The title quote is from a Monty Python sketch. Shame on you if you don't know it.

Thursday, April 15, 2010

Names: Ugly Heads and Grateful Deads

The other day I posted about how people aren't being original. And you know, yesterday I learned (in class) that I was right.

First, a brief history lesson. Did you know that last names arose out of necessity? For instance, if you had two Bills in town, and one was a blacksmith and the other a shoe maker, you had to distinguish them somehow, and now you have Bill Smith and Bill Shoemaker. Physical features were used as well, so if you were talking about John, the ugly one, you would say John Kennedy (which means John "ugly head"). Then there are patronymics, and you get names like Jackson, Stevenson, Fitzgerald, or Fitzpatrick (all meaning "son of so-and-so"). I found all of this stuff pretty interesting. However, my favorite point was this one:

Apparently the
Welsh need the sixties, or some
Creative movement

Did you know that 95% of the Welsh population answers to 39 names. So pretty much you'll have a lot of Jacks, Rubys, Megans, and Bruces (that last one was a Monty Python reference). Some creativity wouldn't hurt. Maybe we could send a few of the left-over hippies over there to populate the region with some Hopes, Rainbows, Destinies, or Prudences. Wouldn't be too hard, just put on a Grateful Dead concert there.

In other news, Hilary used to be a boys name. Hillary Clinton is bringing that back.

Wednesday, March 10, 2010

Poopypants

Another beautiful day. This is mother nature's way of foreshadowing the months of rain to come.

I've come up with a theory about the human nature based solely on the English lexicon.

If the words we have
Are any indication,
We hate each other.


Think about it. Try to think of all of the insulting nouns that you can. Asshole, slut, whore, bitch, jackass, twat, dumbass, smartass, moron, retard, idiot, nerd, noob, crybaby, hussy, pussy, wussy, poopypants, buttface, and the list goes on and on. Now, try to think of an equivalent list of compliment nouns. Umm... nice-guy, kind-soul, hard-worker... and that's all I've got. Seriously, either human beings absolutely hate each other, or we just can't bring our selves to compliment one another. Well, both of those are kind of true. So yes, judging by what words are available to us, I'd say that the fact that we can never have enough insults (and turn to insulting others' mothers) is testament to human beings' natural hatred.

Friday, March 5, 2010

Leeches!

The sky is blue today! I cannot believe it! It was blue for most of the day yesterday too, but two days in a row? What an honor for the sun to have graced us with its presence. Probably the 3rd day of it since we got back.

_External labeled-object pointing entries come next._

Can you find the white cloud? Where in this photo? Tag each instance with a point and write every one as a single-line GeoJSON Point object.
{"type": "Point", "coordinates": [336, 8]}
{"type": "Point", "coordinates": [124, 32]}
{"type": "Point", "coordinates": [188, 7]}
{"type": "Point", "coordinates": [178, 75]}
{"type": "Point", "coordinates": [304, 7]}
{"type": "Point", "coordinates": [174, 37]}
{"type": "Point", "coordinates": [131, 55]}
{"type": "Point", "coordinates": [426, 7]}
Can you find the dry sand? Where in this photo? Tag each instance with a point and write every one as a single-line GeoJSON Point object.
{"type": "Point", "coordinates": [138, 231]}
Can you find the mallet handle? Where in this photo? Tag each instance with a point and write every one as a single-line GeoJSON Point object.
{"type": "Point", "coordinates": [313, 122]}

It's Friday. Finally. And I sure am glad.

The other day in my etymology class, I learned something (well, a large number of things) interesting about word histories. The word "leech" used to refer to doctors, and what we now know as leeches are only dubbed so because doctors would use them in their practice of "medicine" (if you could call it that). I have a haiku about this.

Though leech may not mean
Doctor, that doesn't mean that
Doctors aren't leeches


Really, have you been to a doctor's office lately? It's insurance this, copay that. You get scheduled for the same time as 6 other patients, your doctor ends up being an hour late and then spends five minutes with you. They really are leeches, trying to suck the money out of you and as many other patients as possible with as little effort as possible. Of course, not all doctors are leeches. It varies from office to office, and profession to profession. For instance, in a pediatrician's office, they most likely won't be time leeches because that's exactly what the kids want to happen (and we can't have that). On the other hand, in a primary care office they'll use all sorts of tricks such as misdirection to make your appointment as short as possible ("hey, look a bear!" the doctor then runs out of the room). And then there are doctors who I'm pretty sure are actual leeches, considering the sheer amount of blood they take.